Learning new technologies is a never-ending process. Even the most experienced developer will be familiar with this experience of trying to keep up with the ever-changing technology landscape and it’s shifting trends, buzzwords, and languages. Big Data doesn’t seem to be an exception to this rule. There seems to be a steady stream of new tools and frameworks popping up every few months in the Big Data world. So what’s a developer to do? How can we get our hands dirty, roll up our sleeves, and start digging into this exciting world without burying ourselves under all these new technologies?
This article offers one approach for approaching Hadoop that was based on my experiences over the past few years at work and as an instructor.
- The first step is to find a sandbox or development environment where you can play around with the technology without too much overhead and risk. The best way for me has been to use my own laptop as a tested, but I also know some developers who like to use Amazon EC2 instances (e.g., on AWS). This article assumes that we’re using our laptops and that we want to follow along and learn by example (i.e., we’re not going to go through all the details of how everything works under the hood).
- A local sandbox also implies that we don’t necessarily need access to Hadoop infrastructure such as Zookeeper, Name Nodes, secondary Name Node, Job History Server, Task Trackers, Data Nodes, etc. But we do need to be able to set up a Hadoop cluster! There are several ways of achieving this goal. A few years ago I came across Cloudera’s Vagrant project and have been happily using it ever since. Now that Cloudera supports both Vagrant and Docker-based deployments for CDH5, it has become even more awesome. We can create a sandbox in just a couple of minutes that is compatible with the Horton works Sandbox.
- We’ll start by installing Virtual Box (the virtual machine software) and Vagrant on our laptops. If you don’t want to use Vagrant, you might consider these other options: An Amazon EC2 cloud instance with Hadoop pre-installed. Although there is a number of good AMIs out there, I didn’t find a Vagrant-compatible one that allowed me to set up a Hadoop cluster quickly. Sorry! EC2 also doesn’t let you change the amount of memory for an instance without going through some hoops and launching a new instance type or using startup scripts. A bare-metal installation on your laptop (be aware of the 32-bit vs 64-bit requirements). In my case, this was an HP Envy M6 laptop with 16GB RAM running Windows 8 x64, but make sure it’s got sufficient disk space available as well as CPU power.
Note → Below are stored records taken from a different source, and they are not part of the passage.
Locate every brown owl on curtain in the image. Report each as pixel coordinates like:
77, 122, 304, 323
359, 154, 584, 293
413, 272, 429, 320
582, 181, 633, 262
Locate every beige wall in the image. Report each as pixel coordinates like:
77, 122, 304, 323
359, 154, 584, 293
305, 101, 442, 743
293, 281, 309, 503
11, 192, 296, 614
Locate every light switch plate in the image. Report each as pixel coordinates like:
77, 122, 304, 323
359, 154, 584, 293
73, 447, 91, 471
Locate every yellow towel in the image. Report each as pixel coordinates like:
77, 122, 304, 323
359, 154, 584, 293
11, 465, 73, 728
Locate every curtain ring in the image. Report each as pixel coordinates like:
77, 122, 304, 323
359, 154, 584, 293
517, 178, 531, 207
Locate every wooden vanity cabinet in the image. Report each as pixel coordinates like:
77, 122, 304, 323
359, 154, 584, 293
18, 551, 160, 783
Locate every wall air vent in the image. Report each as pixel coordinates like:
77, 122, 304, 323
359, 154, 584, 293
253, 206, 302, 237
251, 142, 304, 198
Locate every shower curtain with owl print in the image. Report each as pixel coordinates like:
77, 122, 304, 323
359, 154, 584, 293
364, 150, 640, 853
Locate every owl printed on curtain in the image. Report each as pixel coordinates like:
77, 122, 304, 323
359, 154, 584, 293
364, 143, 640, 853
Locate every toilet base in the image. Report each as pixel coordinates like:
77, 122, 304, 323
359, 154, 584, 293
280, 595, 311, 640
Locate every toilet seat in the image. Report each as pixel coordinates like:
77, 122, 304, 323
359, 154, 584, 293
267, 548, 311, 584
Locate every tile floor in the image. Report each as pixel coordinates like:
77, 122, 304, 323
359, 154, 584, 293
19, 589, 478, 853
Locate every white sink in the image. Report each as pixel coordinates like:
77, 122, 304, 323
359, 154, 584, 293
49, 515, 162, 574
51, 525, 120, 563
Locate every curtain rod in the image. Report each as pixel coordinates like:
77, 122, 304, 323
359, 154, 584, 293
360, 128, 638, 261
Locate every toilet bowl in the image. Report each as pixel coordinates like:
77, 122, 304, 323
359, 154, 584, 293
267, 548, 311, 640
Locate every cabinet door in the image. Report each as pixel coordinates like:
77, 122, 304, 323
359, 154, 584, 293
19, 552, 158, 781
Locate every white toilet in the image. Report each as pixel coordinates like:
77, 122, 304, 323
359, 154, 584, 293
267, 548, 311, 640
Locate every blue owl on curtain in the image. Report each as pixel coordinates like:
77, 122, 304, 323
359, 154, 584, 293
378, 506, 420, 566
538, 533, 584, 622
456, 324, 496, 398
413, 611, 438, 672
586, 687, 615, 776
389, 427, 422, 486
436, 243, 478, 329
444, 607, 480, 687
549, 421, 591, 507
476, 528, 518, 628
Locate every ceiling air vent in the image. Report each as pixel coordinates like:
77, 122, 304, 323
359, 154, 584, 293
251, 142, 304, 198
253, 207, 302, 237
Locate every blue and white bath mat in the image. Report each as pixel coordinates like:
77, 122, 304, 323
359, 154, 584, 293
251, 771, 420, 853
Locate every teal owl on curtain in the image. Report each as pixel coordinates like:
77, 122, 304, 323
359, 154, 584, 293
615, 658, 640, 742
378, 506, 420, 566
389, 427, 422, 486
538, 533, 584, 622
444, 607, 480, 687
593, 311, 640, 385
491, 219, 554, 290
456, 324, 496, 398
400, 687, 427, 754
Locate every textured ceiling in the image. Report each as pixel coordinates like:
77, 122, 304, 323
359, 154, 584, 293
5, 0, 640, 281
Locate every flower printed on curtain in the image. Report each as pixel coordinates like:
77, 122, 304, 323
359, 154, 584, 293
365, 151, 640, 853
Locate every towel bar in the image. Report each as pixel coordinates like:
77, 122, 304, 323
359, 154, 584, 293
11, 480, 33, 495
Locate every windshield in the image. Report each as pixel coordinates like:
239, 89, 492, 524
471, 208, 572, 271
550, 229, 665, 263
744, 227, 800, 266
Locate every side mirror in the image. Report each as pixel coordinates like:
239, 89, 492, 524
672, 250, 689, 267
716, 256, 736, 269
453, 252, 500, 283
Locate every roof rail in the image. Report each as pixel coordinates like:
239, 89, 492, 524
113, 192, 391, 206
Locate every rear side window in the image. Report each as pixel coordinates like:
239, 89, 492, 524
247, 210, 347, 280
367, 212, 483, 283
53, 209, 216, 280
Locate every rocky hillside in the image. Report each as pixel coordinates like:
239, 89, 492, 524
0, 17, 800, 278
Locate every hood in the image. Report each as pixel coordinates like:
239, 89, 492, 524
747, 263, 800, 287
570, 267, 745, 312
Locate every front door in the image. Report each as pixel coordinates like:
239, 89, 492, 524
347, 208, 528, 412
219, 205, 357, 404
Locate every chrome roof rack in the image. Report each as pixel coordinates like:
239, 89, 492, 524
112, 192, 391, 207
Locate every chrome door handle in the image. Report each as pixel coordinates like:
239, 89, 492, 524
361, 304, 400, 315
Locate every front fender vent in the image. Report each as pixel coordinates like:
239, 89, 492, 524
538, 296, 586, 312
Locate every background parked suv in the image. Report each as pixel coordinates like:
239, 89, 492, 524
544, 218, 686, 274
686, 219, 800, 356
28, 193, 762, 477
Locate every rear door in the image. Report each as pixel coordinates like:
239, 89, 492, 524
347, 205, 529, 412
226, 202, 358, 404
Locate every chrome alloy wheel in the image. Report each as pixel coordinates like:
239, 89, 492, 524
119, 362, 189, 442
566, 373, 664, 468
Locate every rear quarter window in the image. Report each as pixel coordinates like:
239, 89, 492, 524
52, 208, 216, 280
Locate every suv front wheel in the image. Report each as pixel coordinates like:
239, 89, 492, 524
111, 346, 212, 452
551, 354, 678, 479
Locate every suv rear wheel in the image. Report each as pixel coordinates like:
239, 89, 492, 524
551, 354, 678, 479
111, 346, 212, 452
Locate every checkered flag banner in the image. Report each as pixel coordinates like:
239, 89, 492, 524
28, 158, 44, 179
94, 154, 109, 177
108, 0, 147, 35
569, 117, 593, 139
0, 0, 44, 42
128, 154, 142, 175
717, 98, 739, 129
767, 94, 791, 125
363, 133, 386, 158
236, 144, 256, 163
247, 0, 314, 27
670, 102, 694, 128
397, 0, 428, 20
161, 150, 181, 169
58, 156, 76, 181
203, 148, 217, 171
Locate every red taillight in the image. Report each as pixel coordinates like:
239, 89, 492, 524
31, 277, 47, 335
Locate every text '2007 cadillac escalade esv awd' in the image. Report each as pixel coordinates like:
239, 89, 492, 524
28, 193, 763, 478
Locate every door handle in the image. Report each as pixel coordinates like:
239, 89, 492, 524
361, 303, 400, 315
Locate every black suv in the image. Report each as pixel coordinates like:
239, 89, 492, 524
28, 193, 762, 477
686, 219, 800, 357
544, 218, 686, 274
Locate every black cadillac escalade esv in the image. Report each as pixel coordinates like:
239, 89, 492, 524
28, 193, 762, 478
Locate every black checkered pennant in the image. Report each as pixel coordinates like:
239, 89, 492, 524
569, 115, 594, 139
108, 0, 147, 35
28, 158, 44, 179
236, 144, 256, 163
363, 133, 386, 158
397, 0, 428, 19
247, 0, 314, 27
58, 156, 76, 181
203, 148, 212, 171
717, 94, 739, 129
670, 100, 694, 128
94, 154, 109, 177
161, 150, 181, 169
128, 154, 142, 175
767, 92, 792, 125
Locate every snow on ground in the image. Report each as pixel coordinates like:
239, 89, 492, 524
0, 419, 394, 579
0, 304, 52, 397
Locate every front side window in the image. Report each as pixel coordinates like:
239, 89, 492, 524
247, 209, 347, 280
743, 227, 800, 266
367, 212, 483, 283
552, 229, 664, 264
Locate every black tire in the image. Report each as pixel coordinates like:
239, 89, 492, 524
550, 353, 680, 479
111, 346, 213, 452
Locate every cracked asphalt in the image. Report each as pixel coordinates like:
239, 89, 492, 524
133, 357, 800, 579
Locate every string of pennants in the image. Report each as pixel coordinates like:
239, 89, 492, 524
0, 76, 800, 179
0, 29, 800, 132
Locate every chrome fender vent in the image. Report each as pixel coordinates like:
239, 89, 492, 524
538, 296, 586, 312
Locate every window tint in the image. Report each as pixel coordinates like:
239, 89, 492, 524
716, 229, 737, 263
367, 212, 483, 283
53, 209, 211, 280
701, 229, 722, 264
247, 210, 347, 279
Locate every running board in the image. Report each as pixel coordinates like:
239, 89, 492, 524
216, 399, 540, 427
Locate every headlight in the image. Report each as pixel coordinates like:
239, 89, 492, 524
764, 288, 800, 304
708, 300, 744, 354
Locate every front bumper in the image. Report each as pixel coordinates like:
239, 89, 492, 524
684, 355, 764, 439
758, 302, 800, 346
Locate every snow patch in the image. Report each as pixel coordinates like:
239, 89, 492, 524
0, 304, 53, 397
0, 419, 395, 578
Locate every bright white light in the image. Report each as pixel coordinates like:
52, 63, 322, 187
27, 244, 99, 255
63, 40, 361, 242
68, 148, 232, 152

- Although there is no fixed standard for deploying Hadoop clusters on Vagrant, most of the time you’ll need at least 3 machines. This Vagrantfile I’m using is based on one originally by Karthik Srinivas – thanks for sharing your work! So let’s fetch the source code and create our sandbox:
- Note that this will download an Ubuntu Precise image with Virtual Box Guest Additions installed by default from the Oracle public repo. When everything has been deployed successfully, we should see a bunch of running VMs in our Virtual Box UI:
- That’s it! We’re now ready to start working with Hadoop and a local sandbox. The only thing that we still need is a good book or tutorial on Hadoop. Although I know there are many excellent resources out there, the following one has been my favorite over the past couple of years: Sam R. Alapati’s Learning Apache Hadoop – this is also where the screenshots of directory contents come from.
- If you want to be more adventurous (and install some additional goodies), take a look at these Vagrantfiles for Horton works Sandbox and Cloudera Quick Start VM (based on CDH4). You can use them as-is or as a starting point to create your own sandbox. I’ve also created one for Horton works Data Platform (HDP) on Windows Server 2012 x64, which you can find here.
- I’d like to thank my colleagues Colin Cameron and Joe Crobak who helped me with getting this article just right. If you have questions or comments about Hadoop on Vagrant, I encourage you to ping us.
Conclusion:
Vagrant gives you the ability to define your infrastructure in code. This makes it easy for developers to get started quickly on their laptops with an exact replica of production environments. It also allows admins to have repeatable processes, e.g., by building reusable VM templates that can be spun up/down quickly across different projects or teams. Moreover, Vagrant is extremely popular for automating test cases both locally and in the cloud (e.g., run them on Open Stack bare metal). All these are reasons why I’ve been using Vagrant extensively over the past few years! And if you don’t yet know about Vagrant, what are you waiting for?